The Transitions of Care Team nurse is also responsible for initiating the empanelment process for patients new to FHCW. The RN will assist Providers in obtaining and documenting patients' comprehensive health and medical history, medication list, screening tests, and other screenings as recommended by the USPSTF and work under the guidance of Providers to ensure continuity of care for all FHCW patients.
This nurse position is part time.
Program Specific Essential Duties and Responsibilities:• Care Coordination: They work closely with the patient's healthcare team, including physicians, nurses, therapists, and social workers, to develop a comprehensive and individualized care plan for the patient's transition. This plan takes into account the patient's medical condition, medications, treatment plan, and any necessary follow-up care.• Patient Education: Transition of Care Nurses educate patients and their families about the care plan, medications, and any specific instructions or precautions that need to be followed during and after the transition. This is essential to ensure the patient's understanding and compliance with the treatment regimen.• Medication Management: They review the patient's medications, update medication lists, and address any discrepancies or potential interactions. Ensuring proper medication management is critical to avoid adverse reactions and medication errors during the transition process.• Communication: They act as a liaison between different healthcare providers involved in the patient's care, ensuring that relevant medical information is communicated effectively and timely.
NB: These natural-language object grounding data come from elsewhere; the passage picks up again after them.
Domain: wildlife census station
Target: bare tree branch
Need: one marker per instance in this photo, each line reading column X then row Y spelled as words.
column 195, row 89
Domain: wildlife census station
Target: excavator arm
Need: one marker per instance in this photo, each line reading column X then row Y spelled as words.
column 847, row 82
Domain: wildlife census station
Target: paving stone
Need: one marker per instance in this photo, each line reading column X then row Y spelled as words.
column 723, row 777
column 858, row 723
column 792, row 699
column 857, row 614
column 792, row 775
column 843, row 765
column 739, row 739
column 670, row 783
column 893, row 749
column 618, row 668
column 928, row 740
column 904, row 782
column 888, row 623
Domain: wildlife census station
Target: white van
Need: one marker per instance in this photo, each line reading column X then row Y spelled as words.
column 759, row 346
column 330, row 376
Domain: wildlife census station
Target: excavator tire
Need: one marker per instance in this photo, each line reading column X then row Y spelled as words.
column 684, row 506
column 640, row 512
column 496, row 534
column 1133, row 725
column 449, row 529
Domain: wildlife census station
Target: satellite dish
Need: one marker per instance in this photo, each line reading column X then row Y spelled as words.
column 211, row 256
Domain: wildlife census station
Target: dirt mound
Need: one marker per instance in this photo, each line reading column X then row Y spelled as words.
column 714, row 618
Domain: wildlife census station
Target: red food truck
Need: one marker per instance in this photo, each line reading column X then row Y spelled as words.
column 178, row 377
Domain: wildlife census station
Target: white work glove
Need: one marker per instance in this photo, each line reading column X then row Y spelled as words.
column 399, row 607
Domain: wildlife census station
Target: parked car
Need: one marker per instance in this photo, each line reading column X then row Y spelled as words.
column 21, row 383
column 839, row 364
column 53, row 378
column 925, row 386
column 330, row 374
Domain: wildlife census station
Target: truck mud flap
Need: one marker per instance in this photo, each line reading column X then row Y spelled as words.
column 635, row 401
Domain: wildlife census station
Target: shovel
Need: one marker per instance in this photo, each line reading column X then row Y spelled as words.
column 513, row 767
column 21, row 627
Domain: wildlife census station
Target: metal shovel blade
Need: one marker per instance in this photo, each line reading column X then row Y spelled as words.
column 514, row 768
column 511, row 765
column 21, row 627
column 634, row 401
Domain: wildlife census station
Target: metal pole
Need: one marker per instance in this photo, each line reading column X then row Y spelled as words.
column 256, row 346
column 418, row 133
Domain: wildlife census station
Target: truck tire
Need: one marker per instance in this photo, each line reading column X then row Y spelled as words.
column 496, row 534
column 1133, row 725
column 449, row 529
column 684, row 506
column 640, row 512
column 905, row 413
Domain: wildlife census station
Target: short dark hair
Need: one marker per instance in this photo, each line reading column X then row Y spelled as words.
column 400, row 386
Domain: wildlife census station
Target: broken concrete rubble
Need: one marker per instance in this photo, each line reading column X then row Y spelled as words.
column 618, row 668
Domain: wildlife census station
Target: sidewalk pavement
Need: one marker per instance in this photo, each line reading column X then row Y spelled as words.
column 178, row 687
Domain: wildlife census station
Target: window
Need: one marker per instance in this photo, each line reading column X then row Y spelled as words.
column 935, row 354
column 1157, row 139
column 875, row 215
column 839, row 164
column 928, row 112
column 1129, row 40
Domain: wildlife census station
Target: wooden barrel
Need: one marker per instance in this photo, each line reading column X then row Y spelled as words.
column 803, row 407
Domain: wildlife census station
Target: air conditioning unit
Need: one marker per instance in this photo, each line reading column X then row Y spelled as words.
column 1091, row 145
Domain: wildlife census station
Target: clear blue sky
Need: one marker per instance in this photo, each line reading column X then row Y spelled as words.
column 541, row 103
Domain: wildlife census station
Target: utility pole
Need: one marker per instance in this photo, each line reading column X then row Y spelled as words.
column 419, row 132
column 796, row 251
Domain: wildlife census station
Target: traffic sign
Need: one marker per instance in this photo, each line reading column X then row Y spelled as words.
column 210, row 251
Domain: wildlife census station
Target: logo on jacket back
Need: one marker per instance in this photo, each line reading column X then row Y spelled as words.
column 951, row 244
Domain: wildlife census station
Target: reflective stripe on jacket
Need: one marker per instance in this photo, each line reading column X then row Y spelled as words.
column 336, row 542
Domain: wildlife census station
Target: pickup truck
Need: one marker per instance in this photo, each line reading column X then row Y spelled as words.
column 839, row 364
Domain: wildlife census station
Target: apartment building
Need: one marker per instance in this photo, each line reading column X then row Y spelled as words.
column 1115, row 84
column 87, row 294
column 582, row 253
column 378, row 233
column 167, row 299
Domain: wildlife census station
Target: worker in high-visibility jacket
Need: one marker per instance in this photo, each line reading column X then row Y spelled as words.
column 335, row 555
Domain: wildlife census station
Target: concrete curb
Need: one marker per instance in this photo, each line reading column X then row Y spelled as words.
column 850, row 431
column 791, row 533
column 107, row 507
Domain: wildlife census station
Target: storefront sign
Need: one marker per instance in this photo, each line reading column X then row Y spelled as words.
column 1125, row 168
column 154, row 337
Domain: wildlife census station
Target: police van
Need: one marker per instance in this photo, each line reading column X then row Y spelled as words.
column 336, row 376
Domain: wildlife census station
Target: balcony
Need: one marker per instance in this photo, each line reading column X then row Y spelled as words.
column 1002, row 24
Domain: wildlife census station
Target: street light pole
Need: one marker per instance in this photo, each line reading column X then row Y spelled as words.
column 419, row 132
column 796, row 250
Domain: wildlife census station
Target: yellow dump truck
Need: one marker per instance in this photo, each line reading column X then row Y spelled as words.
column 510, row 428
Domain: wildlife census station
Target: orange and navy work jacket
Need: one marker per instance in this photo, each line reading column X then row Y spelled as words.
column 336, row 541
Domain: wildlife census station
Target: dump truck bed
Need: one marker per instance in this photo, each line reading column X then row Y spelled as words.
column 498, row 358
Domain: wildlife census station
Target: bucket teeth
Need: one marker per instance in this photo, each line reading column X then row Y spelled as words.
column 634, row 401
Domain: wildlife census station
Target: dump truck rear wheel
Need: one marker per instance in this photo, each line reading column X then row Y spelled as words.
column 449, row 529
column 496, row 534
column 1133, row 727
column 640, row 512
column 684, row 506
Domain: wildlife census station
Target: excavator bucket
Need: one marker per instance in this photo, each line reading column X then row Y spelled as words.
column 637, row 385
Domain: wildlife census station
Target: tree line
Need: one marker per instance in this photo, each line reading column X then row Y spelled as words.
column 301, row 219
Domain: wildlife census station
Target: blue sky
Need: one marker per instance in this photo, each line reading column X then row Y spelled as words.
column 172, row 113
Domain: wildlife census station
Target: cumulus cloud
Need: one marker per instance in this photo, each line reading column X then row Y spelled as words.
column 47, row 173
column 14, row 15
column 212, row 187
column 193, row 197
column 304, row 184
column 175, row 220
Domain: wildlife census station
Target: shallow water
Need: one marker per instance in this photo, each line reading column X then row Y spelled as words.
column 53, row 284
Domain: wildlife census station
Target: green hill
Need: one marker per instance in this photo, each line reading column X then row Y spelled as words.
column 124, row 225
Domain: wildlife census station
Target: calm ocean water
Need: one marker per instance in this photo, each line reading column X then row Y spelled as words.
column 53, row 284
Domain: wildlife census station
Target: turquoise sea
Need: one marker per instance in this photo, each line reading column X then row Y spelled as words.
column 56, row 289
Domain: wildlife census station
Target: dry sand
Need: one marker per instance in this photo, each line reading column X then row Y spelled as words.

This helps to prevent any miscommunication or gaps in care.• Follow-up Care: Transition of Care Nurses help schedule and arrange any necessary follow-up appointments or services, such as outpatient visits, home care, or therapy sessions, to support the patient's continued recovery and well-being.• Discharge Planning: They assess the patient's support system at home and coordinate any necessary medical equipment or home healthcare services to ensure a safe transition and reduce the risk of readmission.• Advocacy: Transition of Care Nurses advocate for the patient's needs and preferences during the transition process, making sure that their voice is heard, and their rights are protected.• Risk Assessment: They identify potential risks and challenges that may arise during the transition and work proactively to address them, minimizing the chances of complications or adverse events.• Strong organizational and communication skills to act as a hub of information across multiple departments.
Educational/Leadership Responsibilities:
Provide guidance to Community Health Worker staff with procedures and activities that facilitate patient centered care and community population health.
Qualifications and Education Requirements
One of the following combinations of education and employment experience must be met in order to be considered for the position:
Education
And
Experience
Graduate of accredited school of nursing required; BS in Nursing Preferred, experienced LPNs will be considered Two years full-time professional experience or part-time equivalent.
Professional Licensure/Special Skills AND certification required:• Must be licensed as a RN or LPN by the Massachusetts State Board of Registration. BLS required.